AIMS AND OBJECTIVES: To describe sleep patterns and inflammatory response postCPB, determine sleep pattern changes and inflammatory response over time and explore relationships between sleep and biomarkers of stress and inflammation.

BACKGROUND: Despite the numerous citations of the role of sleep in restoration and health maintenance, a paucity of research exists about this phenomenon in patients undergoing CPB. Specifically, there is no research that has explored correlations between sleep patterns and systemic inflammatory response in adult cardiac surgery patients.

DESIGN: Exploratory, repeated-measures, correlational study.

METHOD: Subjects were recruited from a Midwestern urban hospital. Of the 25 eligible subjects, 16 males and four females completed the study. Wrist actigraphy was used to measure sleep variables. Salivary cortisol and C-reactive protein (C-RP) levels were measured daily. Data were collected during postoperative nights/days 1 through 4 (T1-T4).

RESULTS: Subjects' sleep onset latency (SOL) median scores (0 minute) were within normal range across time periods, whereas median scores for wake after sleep onset (WASO > 270 minutes), sleep fragmentation index (SFI >51%), total sleep time (<153 minutes) and sleep efficiency index (SEI <36%) fell outside the normal ranges. Changes in the median sleep scores over time, however, were not significant at p > 0·05. Median cortisol levels were within normal range (0·3-0·8 μg/dl) from T1-T4, but the C-RP level peaked at T2 (median = 2370 pg/ml). Strong correlations were found: (1) between SFI-cortisol (rs = 0·82), C-RP (rs = 0·65) - WBC (rs = 0·69); (2) between SEI-C-RP (rs = 0·58); (3) between WASO-WBC (rs = 0·48), WASO and cross-clamp time (rs = 0·50); and (4) between SOL-age (rs = -0·55) at p < 0·05.

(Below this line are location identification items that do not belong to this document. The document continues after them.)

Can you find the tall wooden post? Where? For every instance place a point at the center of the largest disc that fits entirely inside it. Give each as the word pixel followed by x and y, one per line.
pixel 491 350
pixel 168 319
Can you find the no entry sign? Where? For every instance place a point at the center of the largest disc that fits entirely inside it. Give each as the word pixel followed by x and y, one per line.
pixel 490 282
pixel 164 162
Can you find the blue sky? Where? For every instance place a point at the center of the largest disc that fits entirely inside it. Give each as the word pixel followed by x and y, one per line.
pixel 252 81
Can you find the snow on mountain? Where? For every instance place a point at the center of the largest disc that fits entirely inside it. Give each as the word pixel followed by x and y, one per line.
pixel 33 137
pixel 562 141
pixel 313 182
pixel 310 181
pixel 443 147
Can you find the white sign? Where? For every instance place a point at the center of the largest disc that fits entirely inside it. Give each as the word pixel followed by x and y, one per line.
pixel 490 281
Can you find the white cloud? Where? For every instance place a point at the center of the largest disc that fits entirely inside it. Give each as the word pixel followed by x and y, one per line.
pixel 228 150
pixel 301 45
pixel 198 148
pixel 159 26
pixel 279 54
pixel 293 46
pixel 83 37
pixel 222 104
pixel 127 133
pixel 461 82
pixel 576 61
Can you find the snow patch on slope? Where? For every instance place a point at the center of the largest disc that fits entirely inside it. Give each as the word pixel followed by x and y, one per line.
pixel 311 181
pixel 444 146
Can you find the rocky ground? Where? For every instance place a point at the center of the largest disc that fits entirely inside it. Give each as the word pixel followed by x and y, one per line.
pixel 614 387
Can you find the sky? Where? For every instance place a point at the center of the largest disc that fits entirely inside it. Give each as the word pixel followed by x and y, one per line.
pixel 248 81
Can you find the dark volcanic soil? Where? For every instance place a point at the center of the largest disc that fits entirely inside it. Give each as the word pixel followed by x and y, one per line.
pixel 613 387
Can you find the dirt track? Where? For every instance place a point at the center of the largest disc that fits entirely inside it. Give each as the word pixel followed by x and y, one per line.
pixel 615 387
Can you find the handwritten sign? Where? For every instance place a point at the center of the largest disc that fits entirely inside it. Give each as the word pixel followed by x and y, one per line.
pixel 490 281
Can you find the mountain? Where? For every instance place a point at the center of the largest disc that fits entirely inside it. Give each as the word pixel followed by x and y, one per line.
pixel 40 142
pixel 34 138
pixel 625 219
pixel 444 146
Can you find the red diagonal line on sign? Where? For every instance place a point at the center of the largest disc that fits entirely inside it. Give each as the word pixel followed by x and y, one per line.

CONCLUSIONS: Subjects were severely sleep-deprived with inflammatory response exaggerations warranting further investigations using larger sample sizes.

RELEVANCE TO CLINICAL PRACTICE: This study offers a foundation for developing a conceptual model explaining mechanisms of sleep disturbance and inflammatory response postCPB. This knowledge is crucial for testing sleep-promoting interventions to modulate inflammatory responses essential for preventing complications, and restoring health.